A ação estava prevista para a manhã desta terça-feira (24), às 10h30min, em frente à Penitenciária Federal, localizada na avenida Henrique Bertin, Jardim Los Angeles, em Campo Grande.

A mobilização seria realizada simultaneamente em vários estados do Brasil e envolve Policiais Penais Federais (PPF), Policiais Federais (PF) e Policiais Rodoviários Federais (PRF).

De acordo com a categoria, uma reunião foi realizada, nesta segunda-feira (23), com o Ministério da Justiça e Segurança Pública (MJSP), para tratar de pautas institucionais sobre o assunto.

Por ora, nada está resolvido.
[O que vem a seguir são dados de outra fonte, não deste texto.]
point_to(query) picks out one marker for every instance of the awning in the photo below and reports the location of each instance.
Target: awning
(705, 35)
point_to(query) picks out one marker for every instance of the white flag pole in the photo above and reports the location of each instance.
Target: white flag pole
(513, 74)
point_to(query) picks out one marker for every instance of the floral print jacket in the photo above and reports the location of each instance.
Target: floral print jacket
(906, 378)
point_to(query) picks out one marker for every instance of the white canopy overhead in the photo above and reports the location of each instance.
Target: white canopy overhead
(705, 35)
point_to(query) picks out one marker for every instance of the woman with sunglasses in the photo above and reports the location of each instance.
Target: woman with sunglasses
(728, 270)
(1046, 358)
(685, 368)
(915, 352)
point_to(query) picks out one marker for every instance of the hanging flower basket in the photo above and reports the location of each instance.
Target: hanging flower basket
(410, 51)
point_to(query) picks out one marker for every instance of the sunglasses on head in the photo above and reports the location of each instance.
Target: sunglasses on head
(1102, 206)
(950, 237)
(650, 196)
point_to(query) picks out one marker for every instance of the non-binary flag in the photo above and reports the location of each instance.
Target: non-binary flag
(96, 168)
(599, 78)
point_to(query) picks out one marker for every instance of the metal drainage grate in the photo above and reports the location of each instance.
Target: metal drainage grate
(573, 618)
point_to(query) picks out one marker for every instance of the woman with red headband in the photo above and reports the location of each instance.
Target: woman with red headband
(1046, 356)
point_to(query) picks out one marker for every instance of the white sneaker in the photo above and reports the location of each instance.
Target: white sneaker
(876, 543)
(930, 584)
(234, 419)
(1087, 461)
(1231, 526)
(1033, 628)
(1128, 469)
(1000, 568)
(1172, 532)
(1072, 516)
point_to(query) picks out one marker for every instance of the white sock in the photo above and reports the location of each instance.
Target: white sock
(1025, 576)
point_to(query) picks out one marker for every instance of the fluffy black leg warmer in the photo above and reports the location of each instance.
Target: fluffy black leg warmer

Mas, possivelmente uma nova reunião poderá ser agendada ainda nesta semana, dando continuidade ao processo de negociação em curso.

Por enquanto, a mobilização foi adiada para 9 de março, em uma segunda-feira, podendo ser suspensa novamente caso as tratativas avancem.

FUNDO

Fundo Nacional de Combate às Organizações Criminosas (FUNCOC) é destinado ao financiamento permanente das ações de enfrentamento às organizações criminosas, com investimentos em inteligência, tecnologia, estrutura operacional e fortalecimento das atividades de segurança pública federal.

Federação Nacional dos Policiais Federais (FENAPEF), Federação Nacional dos Policiais Rodoviários Federais (FENAPRF) e Federação Nacional dos Policiais Penais Federais (FENAPPF) pressionam o Governo Federal para enviar ao Congresso Nacional o Projeto de Lei que cria o FUNCOC.

O Governo Federal anunciou a criação do fundo em novembro de 2025, mas, até o momento, não saiu do papel.